Um consenso é um consenso (é um consenso)


Savages, “Shut Up”, in https://www.youtube.com/watch?v=FuIB8HEmnoY    
(Dedicado aos académicos que, cansados da torre de marfim, decidem fazer “intervenção cidadã”)
Arbitram as questões importantes com a batuta da autoridade intelectual que vem da cátedra. Nem que, se preciso for, esse seja o derradeiro argumento utilizado numa peleja (“eu não lhe permito que duvide de mim, olhe que eu sou catedrático” – de uma coisa qualquer). Uns, com jeito para a escrita, mas sem o dom da retórica, ficam na retaguarda, alinhavam os documentos que catequizam políticos profissionais, aspirantes a sê-lo e os cidadãos em geral. Outros, senhores de invejável capacidade retórica, chegam-se à frente nas discussões que pretendem iluminar o povo sedento de informação e de conhecimento (não necessariamente por esta ordem). Trazem às costas os manuais que formatam uma ideologia, uma certa mundividência.
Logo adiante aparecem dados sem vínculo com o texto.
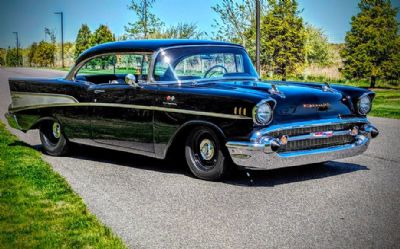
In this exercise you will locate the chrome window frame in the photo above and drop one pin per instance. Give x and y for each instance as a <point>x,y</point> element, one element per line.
<point>75,69</point>
<point>155,55</point>
<point>150,79</point>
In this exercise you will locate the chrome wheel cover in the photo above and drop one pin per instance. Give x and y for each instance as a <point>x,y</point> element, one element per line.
<point>207,149</point>
<point>56,130</point>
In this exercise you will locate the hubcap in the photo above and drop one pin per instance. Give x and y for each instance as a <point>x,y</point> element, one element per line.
<point>56,130</point>
<point>206,149</point>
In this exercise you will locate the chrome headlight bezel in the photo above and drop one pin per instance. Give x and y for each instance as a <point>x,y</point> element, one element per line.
<point>364,104</point>
<point>263,107</point>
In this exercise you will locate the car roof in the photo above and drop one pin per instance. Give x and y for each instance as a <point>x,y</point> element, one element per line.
<point>144,46</point>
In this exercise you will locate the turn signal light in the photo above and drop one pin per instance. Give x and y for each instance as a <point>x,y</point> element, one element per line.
<point>354,131</point>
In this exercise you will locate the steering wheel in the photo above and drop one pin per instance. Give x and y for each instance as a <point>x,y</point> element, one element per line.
<point>212,68</point>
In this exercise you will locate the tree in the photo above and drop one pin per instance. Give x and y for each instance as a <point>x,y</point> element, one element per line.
<point>102,35</point>
<point>83,40</point>
<point>2,57</point>
<point>51,34</point>
<point>31,54</point>
<point>317,47</point>
<point>282,39</point>
<point>235,19</point>
<point>181,31</point>
<point>147,23</point>
<point>12,60</point>
<point>44,54</point>
<point>372,45</point>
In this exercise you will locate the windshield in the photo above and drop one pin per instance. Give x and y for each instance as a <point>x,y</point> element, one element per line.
<point>203,62</point>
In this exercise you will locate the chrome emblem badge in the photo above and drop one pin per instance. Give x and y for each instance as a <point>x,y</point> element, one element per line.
<point>323,105</point>
<point>322,134</point>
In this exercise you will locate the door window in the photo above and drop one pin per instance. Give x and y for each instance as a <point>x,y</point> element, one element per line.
<point>117,64</point>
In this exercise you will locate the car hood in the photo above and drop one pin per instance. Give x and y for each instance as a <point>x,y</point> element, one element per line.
<point>294,101</point>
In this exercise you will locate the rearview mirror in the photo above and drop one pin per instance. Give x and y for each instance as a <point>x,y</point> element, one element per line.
<point>130,79</point>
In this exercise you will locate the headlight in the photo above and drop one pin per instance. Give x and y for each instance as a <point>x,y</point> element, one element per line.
<point>262,113</point>
<point>364,105</point>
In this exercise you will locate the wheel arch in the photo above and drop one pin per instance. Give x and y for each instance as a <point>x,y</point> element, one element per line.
<point>42,120</point>
<point>180,135</point>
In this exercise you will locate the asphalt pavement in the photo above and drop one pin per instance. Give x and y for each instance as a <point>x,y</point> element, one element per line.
<point>149,203</point>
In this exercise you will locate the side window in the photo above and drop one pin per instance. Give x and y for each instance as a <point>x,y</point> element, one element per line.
<point>118,64</point>
<point>98,65</point>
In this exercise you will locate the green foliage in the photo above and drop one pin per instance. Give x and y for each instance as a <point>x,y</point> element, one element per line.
<point>12,59</point>
<point>38,209</point>
<point>147,23</point>
<point>31,54</point>
<point>386,104</point>
<point>44,54</point>
<point>235,18</point>
<point>83,40</point>
<point>102,35</point>
<point>180,31</point>
<point>2,57</point>
<point>317,47</point>
<point>51,34</point>
<point>372,45</point>
<point>283,38</point>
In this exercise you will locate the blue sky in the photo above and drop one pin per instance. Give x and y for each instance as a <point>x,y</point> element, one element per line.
<point>30,17</point>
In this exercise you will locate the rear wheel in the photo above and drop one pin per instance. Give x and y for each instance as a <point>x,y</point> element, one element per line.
<point>205,155</point>
<point>53,140</point>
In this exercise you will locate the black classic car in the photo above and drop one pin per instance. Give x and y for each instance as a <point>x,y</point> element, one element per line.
<point>201,98</point>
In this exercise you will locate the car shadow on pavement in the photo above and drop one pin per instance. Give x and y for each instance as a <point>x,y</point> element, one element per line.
<point>250,178</point>
<point>271,178</point>
<point>126,159</point>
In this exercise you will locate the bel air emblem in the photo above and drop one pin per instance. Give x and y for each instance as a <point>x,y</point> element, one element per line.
<point>322,134</point>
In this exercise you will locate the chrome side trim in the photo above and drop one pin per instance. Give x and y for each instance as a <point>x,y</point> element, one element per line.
<point>22,99</point>
<point>57,100</point>
<point>93,143</point>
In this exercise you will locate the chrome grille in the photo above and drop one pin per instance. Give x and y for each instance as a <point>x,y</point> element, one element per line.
<point>317,143</point>
<point>312,129</point>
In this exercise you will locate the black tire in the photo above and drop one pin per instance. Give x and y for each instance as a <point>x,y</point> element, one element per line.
<point>54,143</point>
<point>212,163</point>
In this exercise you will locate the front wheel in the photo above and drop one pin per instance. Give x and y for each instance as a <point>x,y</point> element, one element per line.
<point>53,140</point>
<point>205,155</point>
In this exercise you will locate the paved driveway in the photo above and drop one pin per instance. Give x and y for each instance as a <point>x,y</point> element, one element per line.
<point>352,203</point>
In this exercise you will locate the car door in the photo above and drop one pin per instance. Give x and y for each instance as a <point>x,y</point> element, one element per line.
<point>122,116</point>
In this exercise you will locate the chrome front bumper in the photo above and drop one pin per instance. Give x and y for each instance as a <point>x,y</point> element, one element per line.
<point>261,151</point>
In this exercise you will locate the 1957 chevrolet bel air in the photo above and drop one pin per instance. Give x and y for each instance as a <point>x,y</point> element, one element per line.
<point>201,98</point>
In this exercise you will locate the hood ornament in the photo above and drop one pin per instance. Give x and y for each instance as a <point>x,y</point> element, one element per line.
<point>327,88</point>
<point>275,91</point>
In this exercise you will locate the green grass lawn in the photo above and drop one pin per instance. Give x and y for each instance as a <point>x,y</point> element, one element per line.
<point>38,209</point>
<point>386,104</point>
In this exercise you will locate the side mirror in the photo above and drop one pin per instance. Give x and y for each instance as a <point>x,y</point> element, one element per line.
<point>130,79</point>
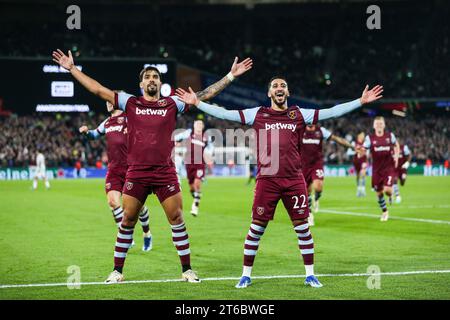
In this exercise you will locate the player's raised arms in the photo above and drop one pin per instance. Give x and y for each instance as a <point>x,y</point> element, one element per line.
<point>90,84</point>
<point>245,116</point>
Usam-nos em socorro dos seus argumentos, que por sua vez – para terminar em beleza a circularidade obtusa –, se escudam nas obras icónicas.
Incomodam-se muito quando os incomodam com perguntas incómodas que desafiam os alicerces, a lógica, as conclusões que mais parecem imperativos categóricos (e aquele ar incrédulo que metem, querendo dizer “como é possível não concordarem com as minhas ideias?!”). Vociferam contra o consenso. E se intuem que o consenso empobrece os desprotegidos, vestem armadura de justiceiros sociais e metem-se numa cruzada, pois é incumbência de suas sumidades não capitularem perante as aleivosias que os mais fortes cometem sobre os mais fracos.
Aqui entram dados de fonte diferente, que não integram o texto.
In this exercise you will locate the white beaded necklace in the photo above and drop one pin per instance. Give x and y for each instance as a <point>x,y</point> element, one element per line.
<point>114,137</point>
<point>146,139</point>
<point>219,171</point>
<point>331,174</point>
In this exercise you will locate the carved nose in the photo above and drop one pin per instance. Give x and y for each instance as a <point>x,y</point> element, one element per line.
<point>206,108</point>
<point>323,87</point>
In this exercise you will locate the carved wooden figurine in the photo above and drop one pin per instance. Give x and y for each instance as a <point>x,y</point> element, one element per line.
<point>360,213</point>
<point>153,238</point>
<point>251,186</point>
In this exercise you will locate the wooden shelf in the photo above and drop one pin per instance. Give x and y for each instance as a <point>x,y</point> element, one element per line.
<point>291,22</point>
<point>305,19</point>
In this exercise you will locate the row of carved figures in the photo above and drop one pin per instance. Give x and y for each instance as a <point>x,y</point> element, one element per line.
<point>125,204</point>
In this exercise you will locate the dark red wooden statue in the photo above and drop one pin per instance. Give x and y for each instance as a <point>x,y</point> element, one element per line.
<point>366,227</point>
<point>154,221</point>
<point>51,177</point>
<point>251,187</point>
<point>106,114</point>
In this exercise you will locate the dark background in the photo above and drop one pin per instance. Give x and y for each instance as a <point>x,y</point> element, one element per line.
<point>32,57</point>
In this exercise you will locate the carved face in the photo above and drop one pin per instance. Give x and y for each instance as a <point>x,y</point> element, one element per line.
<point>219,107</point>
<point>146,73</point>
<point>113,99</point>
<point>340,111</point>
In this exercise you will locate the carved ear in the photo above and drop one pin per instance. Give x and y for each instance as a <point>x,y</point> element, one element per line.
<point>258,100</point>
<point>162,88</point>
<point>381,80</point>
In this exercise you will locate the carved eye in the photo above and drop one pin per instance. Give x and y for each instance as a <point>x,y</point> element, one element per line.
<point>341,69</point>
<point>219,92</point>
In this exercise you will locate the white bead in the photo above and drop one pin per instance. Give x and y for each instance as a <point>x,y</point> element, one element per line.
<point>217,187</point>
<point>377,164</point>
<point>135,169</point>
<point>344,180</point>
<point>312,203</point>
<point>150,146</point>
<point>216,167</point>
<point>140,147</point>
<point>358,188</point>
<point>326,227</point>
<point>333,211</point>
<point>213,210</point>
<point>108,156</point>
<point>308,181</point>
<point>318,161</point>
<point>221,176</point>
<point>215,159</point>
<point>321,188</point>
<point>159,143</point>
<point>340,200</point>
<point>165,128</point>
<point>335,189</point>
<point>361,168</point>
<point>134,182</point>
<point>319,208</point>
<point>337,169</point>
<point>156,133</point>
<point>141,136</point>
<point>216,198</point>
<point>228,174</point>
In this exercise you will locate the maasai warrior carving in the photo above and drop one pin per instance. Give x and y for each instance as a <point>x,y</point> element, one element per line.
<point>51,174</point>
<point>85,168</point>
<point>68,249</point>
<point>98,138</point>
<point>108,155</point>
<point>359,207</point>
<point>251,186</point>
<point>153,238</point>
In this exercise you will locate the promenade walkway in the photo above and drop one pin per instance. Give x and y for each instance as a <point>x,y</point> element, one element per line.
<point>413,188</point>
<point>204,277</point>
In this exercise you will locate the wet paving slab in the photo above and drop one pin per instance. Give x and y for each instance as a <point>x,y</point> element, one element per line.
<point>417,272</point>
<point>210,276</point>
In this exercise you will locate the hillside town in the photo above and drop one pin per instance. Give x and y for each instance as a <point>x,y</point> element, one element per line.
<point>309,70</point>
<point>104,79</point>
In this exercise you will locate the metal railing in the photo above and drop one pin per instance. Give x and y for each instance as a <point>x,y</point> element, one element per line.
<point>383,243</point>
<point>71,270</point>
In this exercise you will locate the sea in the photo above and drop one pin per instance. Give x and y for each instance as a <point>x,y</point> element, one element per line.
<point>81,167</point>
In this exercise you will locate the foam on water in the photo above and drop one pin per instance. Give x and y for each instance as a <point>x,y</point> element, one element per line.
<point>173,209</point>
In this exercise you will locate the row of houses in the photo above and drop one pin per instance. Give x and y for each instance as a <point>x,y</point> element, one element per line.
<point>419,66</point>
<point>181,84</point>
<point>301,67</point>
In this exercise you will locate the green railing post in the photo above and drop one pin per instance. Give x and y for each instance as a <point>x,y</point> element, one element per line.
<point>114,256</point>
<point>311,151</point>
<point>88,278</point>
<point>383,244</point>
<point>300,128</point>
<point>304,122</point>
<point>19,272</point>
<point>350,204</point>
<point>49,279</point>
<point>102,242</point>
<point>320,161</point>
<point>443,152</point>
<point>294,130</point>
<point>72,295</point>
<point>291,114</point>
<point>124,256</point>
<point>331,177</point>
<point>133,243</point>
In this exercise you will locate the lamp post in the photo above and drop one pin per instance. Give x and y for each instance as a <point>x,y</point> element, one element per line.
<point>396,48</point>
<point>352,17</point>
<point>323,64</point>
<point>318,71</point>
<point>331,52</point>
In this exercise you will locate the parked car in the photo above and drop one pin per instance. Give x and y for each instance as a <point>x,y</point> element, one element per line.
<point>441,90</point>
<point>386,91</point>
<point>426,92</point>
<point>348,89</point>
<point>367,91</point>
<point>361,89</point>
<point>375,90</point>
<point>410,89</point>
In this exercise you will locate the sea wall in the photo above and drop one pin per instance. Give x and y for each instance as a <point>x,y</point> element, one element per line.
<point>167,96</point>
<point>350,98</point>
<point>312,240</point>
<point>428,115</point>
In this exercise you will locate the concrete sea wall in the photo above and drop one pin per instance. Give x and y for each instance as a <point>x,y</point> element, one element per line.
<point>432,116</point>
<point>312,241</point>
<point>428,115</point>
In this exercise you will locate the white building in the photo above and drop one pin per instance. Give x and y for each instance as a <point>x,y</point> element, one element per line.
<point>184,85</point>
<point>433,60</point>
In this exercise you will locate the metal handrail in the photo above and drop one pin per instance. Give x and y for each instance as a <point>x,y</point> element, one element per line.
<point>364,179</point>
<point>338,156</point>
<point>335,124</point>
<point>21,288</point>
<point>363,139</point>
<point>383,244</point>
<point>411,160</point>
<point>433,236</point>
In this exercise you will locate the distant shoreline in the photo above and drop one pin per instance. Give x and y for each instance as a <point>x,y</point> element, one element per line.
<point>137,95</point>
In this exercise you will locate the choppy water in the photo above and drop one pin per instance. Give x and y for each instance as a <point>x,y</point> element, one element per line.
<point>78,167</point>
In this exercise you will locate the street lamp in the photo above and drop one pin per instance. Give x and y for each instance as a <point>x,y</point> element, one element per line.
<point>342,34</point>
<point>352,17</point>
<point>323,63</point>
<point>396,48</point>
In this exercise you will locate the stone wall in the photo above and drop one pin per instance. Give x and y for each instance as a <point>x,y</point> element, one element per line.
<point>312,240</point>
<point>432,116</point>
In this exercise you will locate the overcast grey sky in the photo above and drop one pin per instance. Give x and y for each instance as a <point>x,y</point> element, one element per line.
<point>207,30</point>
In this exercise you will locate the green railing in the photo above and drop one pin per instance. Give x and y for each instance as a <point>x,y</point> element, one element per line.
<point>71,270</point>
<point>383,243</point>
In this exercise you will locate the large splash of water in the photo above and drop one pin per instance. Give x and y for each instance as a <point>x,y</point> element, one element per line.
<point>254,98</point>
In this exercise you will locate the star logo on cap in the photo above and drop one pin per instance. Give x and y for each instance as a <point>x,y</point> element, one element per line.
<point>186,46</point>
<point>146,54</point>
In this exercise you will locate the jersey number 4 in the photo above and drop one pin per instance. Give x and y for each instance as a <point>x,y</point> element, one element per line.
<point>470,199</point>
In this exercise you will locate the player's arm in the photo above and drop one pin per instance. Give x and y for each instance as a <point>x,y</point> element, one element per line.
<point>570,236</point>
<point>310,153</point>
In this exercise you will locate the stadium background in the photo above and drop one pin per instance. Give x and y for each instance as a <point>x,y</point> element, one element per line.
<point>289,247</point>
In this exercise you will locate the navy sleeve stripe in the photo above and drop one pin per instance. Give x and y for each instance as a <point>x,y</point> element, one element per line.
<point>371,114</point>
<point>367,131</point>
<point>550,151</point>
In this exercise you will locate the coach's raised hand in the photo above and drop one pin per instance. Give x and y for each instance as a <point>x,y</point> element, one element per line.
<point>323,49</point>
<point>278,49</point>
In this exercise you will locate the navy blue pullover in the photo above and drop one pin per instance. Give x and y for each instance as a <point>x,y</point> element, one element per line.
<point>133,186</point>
Ao protestarem contra o consenso do momento, dedilham as páginas de um outro consenso: o consenso dos que se insurgem contra o consenso recusado. A envergadura intelectual, com esteio nos pergaminhos académicos (e estes naquela, noutro ato heurístico de circularidade banal), empresta caução a uma intervenção construtiva: a sociedade espera deles, lídimos expoentes de uma elite muito esclarecida, um contributo para a aperfeiçoar. Professam credos e impõem, como irrecusáveis, soluções que dão andamento a esses credos. É quando se soergue um consenso contra o consenso do momento. Mas consenso, na mesma. De que serve reclamarem contra o pensamento único, pecado que imputam ao consenso que deploram, se o consenso que idealizam como alternativa arremete por um pensamento que se desobstrui de alternativas a ele mesmo?
Os académicos deviam continuar na sua torre de marfim. Recatados e humildes, mergulhados na parafernália teórica (de que são amiúde acusados). Assim como assim, antes esse estigma do que o pretensiosismo de serem engenheiros sociais ungidos por uma imensa sapiência. Diga-se, muito acima do comum dos mortais.